My sense is that none of the tools is a "perfect fit" out of the
box, so it's just a matter of working through the necessary
customizations. I think I'm quite close to being satisfied with XMLBeans
-- I suspect I just need to straighten out our Geronimo namespace and then
wait for the XMLBeans project to put something in the Maven repository.
But just to state my requirements, here's what I can think up off
the top of my head:
- the tool must be able to process the full set of J2EE XSDs, including
EAR, Web, JSP, Taglib, EJB, RAR, web services, web services client,
application client
- we must be able to customize the translation of XML elements to POJO
packages & class names
- the tool should be reasonably fast (fraction of a second to parse DD)

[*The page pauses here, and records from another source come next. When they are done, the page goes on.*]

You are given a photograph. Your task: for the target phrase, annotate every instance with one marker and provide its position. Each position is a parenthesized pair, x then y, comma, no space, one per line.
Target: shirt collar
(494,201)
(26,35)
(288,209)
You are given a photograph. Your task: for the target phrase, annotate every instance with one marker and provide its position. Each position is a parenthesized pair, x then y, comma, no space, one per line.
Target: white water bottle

- the smaller the tool JAR the better
- the tool should not rely on any 3rd party JARs/libraries, including
any specific XML parser
- the generated code should have getters and setters returning strings
for elements that just contain text values (i.e. getEjbName() for the
"ejb-name" child of an EJB element)
- XPath support is a big bonus
- the tool must be able to read and write DDs from the command-line
deployer without any onerous configuration
- the tool must write DDs with namespace indicators (reading and then
rewriting a DD should not lose information in the document element or
header)
- the tool should write human-readable DDs (not all on one line, use
indentation, not unnecessary CDATA wrappers)

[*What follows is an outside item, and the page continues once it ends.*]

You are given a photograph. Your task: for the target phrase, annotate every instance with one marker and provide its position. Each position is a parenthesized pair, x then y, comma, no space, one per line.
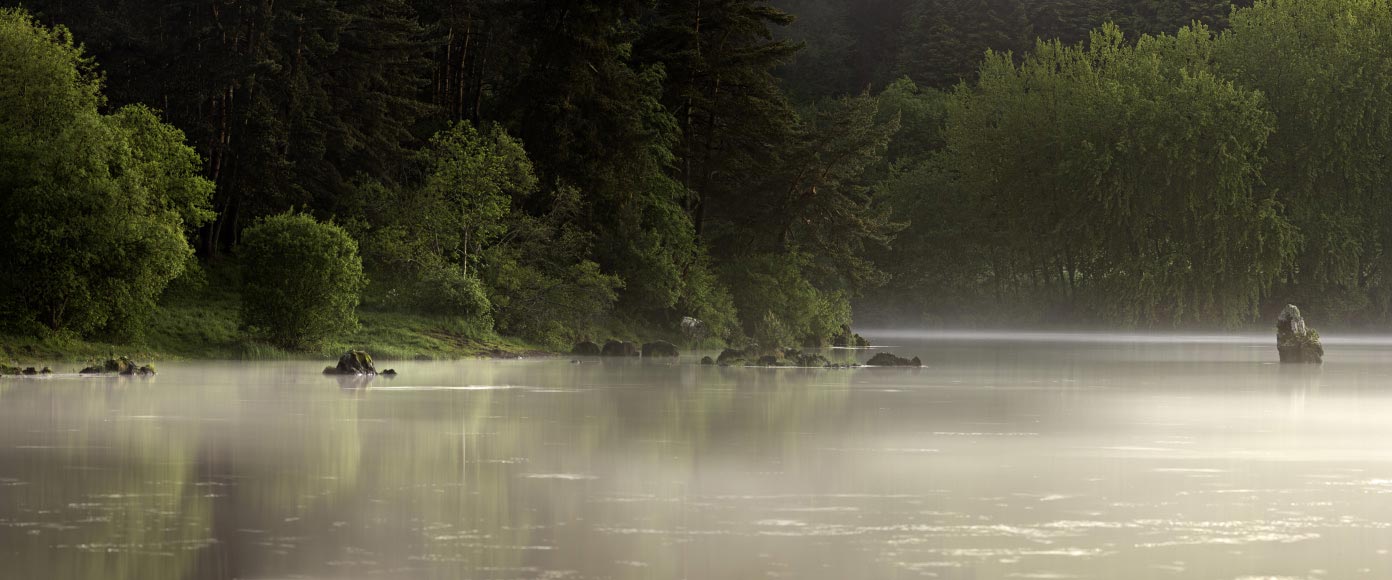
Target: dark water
(1005,458)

- ideally, the tool would not refuse to load an incomplete document (such
as omitting the version attribute in the document element), such that we
could load a EJB 2.0 DD with the code generated for EJB 2.1 (not sure how
realistic this is)
- the tool should be available via maven, so we don't need to manually
add the JAR to our build tree
- ideally, the tool would generate base classes or interfaces for
elements with common content groups (JNDI environment refs group,
description group)
Aaron
On Wed, 8 Oct 2003, Jacek Laskowski wrote:
> > Have we considered the use of JiBx (http://jibx.sourceforge.net/)? I'm
> > seeing small reservations from everyone who looks at XMLBeans. Why not
> > consider other tools that are very well suited to the job?
>
> That's then the first cadidate or the second assuming XMLBeans was the
> first. We've got two on the table, what about requirements? I don't
> remember what were the problems with the tools, and although I would
> probably be able to find it out very easily in the archive, I think that
> after some time we could change out expectations as well. So, please let
> me know what we need and Castor or XMLBeans don't provide?